Die Liebe zum Buch zeichnete das jüdische Volk seit Jahrtausenden aus. Auch die Gründer des modernen Staates Israel, die den Lebensstil ihrer Väter vehement ablehnten, pflegten dennoch den Ruf als "Volk des Buches".

Die Liebe zum Buch zeichnete das jüdische Volk seit Jahrtausenden aus. Auch die Gründer des modernen Staates Israel, die den Lebensstil ihrer Väter vehement ablehnten, pflegten dennoch den Ruf als "Volk des Buches". 1963, fünfzehn Jahre nach Staatsgründung, wurde die internationale Buchmesse in Jerusalem erstmals ins Leben gerufen. Seitdem wiederholt sich das Ereignis alle zwei Jahre - unbeeindruckt von den Kriegen, politischen Spannungen und Wirtschaftskrisen, die das Land immer wieder einholen.

Zur 19. Buchmesse in diesem Jahr reisten über 1200 Verleger aus 55 Ländern nach Israel, um ihre neuesten Veröffentlichungen zu präsentieren. Selbst der deutsche Staatsminister für Kultur, Michael Naumann, wollte die Eröffnung in Jerusalem nicht missen. Als ehemaliger Buchverleger war er bei der Jerusalemer Messe mehrere Male beteiligt und wurde deshalb als alter Freund empfangen.

Während die amerikanischen Verlage in der Vergangenheit am stärksten an der Jerusalemer Buchmesse beteiligt waren, wächst in den letzten Jahren die Konkurrenz von deutscher Seite. Allein der Börsenverein des Deutschen Buchhandels stellt dieses Jahr Publikationen von über 200 Verlagen aus. Neben Fremdsprach-Lehrbüchern und Biographien füllen vor allem Werke über deutschjüdische Geschichte die Ausstellungsregale der Verlage. "Mehrere hundert Titel sind in den vergangenen zwei Jahren zu diesem Thema erschienen", so Doris Oberländervom Börsenverein.

Zweifellos wächst bei den deutschen Verlagen auch das Interesse an modernen israelischen Autoren. Neben den Klassikern wie Amos Oz und Meir Schalev stellen die Verlage in Jerusalem verstärkt ins Deutsche übersetzte Titel jüngerer israelischer Schriftsteller aus, darunter Orly Castel-Blum, Dorit Rabinjan und Etgar Keret.

Kommerzielle Umsätze erwarten sich die internationalen Verleger von der Buchmesse kaum. Kontaktpflege und Präsenz stehen an erster Stelle. Eine Ausnahme bildet der Könemann-Verlag, der von israelischen Buchhändlern und Agenten geradezu überlaufen wird. Seit Wochen besetzen Könemanns Kochbücher für Kartoffelgerichte, Nudeln und ähnliches die ersten Plätze der israelischen Bestsellerliste. Die Rezepte der hebräischen Ausgabe sind alle koscher.

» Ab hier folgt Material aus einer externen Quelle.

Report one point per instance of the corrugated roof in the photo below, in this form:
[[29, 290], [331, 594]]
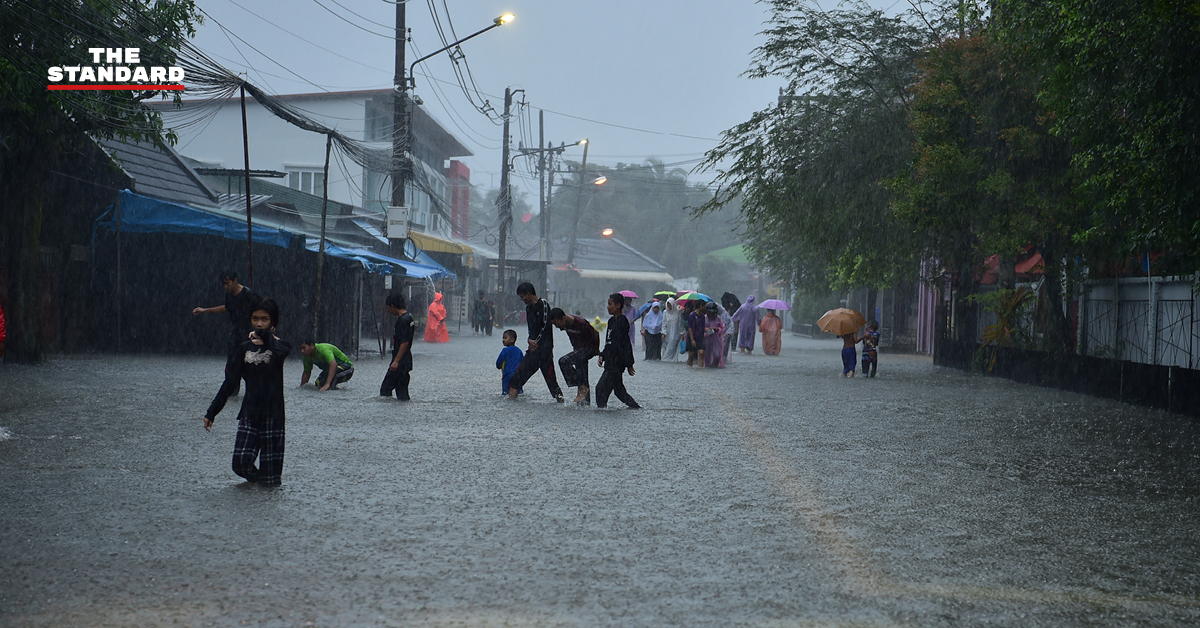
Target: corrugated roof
[[159, 172]]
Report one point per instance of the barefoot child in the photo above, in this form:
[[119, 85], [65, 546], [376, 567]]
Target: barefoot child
[[509, 359], [259, 362]]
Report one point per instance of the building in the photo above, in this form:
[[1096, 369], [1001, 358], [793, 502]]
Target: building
[[438, 195]]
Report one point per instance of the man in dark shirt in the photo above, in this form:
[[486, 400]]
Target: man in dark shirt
[[616, 357], [397, 377], [239, 303], [541, 345], [585, 345]]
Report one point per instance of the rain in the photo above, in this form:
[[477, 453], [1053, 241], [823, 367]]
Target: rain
[[870, 314]]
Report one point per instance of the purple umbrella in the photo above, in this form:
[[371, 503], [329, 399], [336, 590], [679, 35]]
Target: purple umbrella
[[774, 304]]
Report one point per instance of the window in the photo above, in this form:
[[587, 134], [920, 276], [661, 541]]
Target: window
[[307, 180]]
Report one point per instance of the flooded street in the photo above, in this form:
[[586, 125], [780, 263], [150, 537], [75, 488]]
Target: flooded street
[[769, 494]]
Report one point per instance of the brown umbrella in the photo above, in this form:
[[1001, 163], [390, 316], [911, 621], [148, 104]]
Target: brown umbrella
[[841, 322]]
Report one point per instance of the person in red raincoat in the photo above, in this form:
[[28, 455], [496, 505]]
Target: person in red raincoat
[[436, 324]]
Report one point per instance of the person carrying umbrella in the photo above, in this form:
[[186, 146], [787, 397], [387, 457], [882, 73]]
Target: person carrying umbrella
[[845, 324], [747, 318], [772, 326]]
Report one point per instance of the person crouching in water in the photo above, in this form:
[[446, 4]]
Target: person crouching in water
[[259, 362], [616, 357], [335, 368], [585, 346], [508, 360]]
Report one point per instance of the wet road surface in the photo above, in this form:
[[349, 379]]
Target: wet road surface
[[769, 494]]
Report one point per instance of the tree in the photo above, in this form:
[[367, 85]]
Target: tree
[[987, 175], [1119, 79], [810, 171], [36, 125]]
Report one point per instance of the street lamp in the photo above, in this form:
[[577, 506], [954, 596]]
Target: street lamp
[[402, 118], [544, 219], [498, 22], [579, 202]]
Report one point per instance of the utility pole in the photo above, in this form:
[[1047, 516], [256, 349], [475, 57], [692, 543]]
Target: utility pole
[[550, 202], [579, 203], [400, 125], [541, 183], [503, 202]]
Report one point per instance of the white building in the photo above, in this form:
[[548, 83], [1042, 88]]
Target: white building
[[216, 137]]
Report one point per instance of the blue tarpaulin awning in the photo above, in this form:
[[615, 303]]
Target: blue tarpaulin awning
[[381, 263], [142, 214]]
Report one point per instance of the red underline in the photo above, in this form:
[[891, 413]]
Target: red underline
[[123, 88]]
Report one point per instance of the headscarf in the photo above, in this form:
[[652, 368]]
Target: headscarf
[[653, 321]]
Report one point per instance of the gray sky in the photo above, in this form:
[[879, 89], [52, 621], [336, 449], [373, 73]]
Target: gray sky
[[665, 67]]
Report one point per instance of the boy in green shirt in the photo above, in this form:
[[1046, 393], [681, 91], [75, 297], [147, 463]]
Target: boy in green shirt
[[329, 359]]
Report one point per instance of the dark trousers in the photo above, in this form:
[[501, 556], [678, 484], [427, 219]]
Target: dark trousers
[[261, 440], [540, 359], [396, 381], [653, 346], [611, 382], [575, 366], [343, 375], [870, 364]]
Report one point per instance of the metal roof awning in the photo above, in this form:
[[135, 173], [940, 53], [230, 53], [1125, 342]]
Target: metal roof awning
[[631, 275], [429, 243]]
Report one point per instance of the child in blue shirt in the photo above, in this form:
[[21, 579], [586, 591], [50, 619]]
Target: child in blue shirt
[[508, 360]]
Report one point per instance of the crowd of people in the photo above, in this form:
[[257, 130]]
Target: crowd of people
[[706, 333]]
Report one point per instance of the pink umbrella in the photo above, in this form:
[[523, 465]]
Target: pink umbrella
[[774, 304]]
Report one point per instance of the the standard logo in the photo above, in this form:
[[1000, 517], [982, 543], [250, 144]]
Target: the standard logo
[[123, 72]]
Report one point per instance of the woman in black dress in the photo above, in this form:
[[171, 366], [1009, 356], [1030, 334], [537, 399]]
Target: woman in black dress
[[259, 362]]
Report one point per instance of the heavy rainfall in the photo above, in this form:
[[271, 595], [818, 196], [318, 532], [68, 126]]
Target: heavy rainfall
[[676, 314]]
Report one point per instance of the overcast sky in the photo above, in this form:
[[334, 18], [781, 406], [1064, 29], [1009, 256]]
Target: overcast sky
[[669, 70]]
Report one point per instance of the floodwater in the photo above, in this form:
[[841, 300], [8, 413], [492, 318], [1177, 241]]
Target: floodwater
[[771, 494]]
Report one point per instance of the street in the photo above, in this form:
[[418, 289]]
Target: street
[[769, 494]]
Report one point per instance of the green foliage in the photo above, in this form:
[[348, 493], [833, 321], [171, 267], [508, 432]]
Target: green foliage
[[1120, 81], [985, 177], [1009, 306], [809, 171]]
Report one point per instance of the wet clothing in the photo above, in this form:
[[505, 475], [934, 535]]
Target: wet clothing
[[731, 336], [772, 328], [479, 316], [541, 358], [322, 354], [508, 363], [397, 381], [436, 323], [747, 318], [585, 346], [870, 352], [261, 418], [849, 360], [618, 356], [714, 341], [696, 326], [670, 332]]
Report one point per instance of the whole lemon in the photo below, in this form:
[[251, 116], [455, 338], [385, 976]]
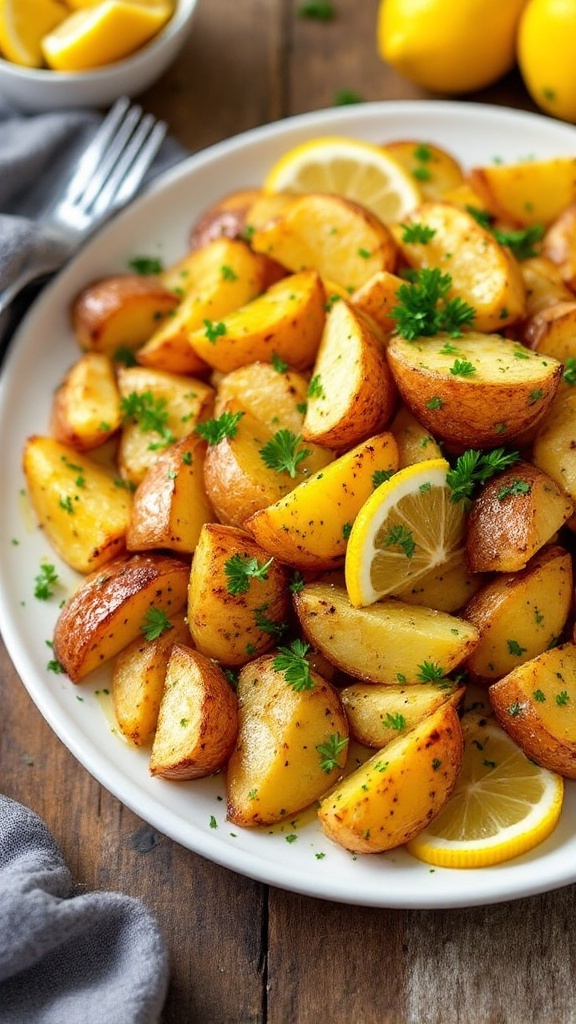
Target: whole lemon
[[546, 54], [449, 45]]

Doch auch die Beteiligung der osteuropäischen Verleger ist angestiegen. Vor allem die Neuerscheinungen aus den GUS-Staaten stoßen bei russisch sprechenden Neueinwanderern auf Interesse. Relativ schwach vertreten sind dagegen Verleger aus dem arabischen Raum. Jordanien, Marokko und Ägypten beteiligen sich an der Messe mit jeweils ein bis zwei Ständen. Einige Buchhändler und Agenten aus den palästinensischen Autonomiegebieten werden durch größere internationale Verleger vertreten.

Zev Birger, Direktor der Jerusalemer Buchmesse, sieht auch schon die geringe Beteiligung arabischer Vertreter als Errungenschaft. "Die ersten Kontakte habe ich lange vor Beginn des Friedensprozesses geknüpft", berichtet er. "Langsam scheinen sich die Beziehungen zu stabilisieren."

Im Rahmenprogramm der Buchmesse finden Podiumsdiskussionen, Lesungen und Ausstellungen rund um das Buch statt. Bernhard Schlinks Präsentation seines BestsellerRomans "Der Vorleser", der vor einigen Monaten auf hebräisch erschienen ist, rief eine kontroverse und spannungsgeladene Diskussion hervor. Sie verdeutlichte die Kluft zwischen Deutschen und Israelis trotz intensiven kulturellen Austauschs. Keine Buchmesse ohne Literaturauszeichnung: Der renommierte "Jerusalem Prize" ging an Don DeLillo. Der Preis wird alle zwei Jahre an einen Autor vergeben, der die Idee der "Freiheit des Individuums in der Gesellschaft" in seinen Werken am eindrucksvollsten verarbeitet.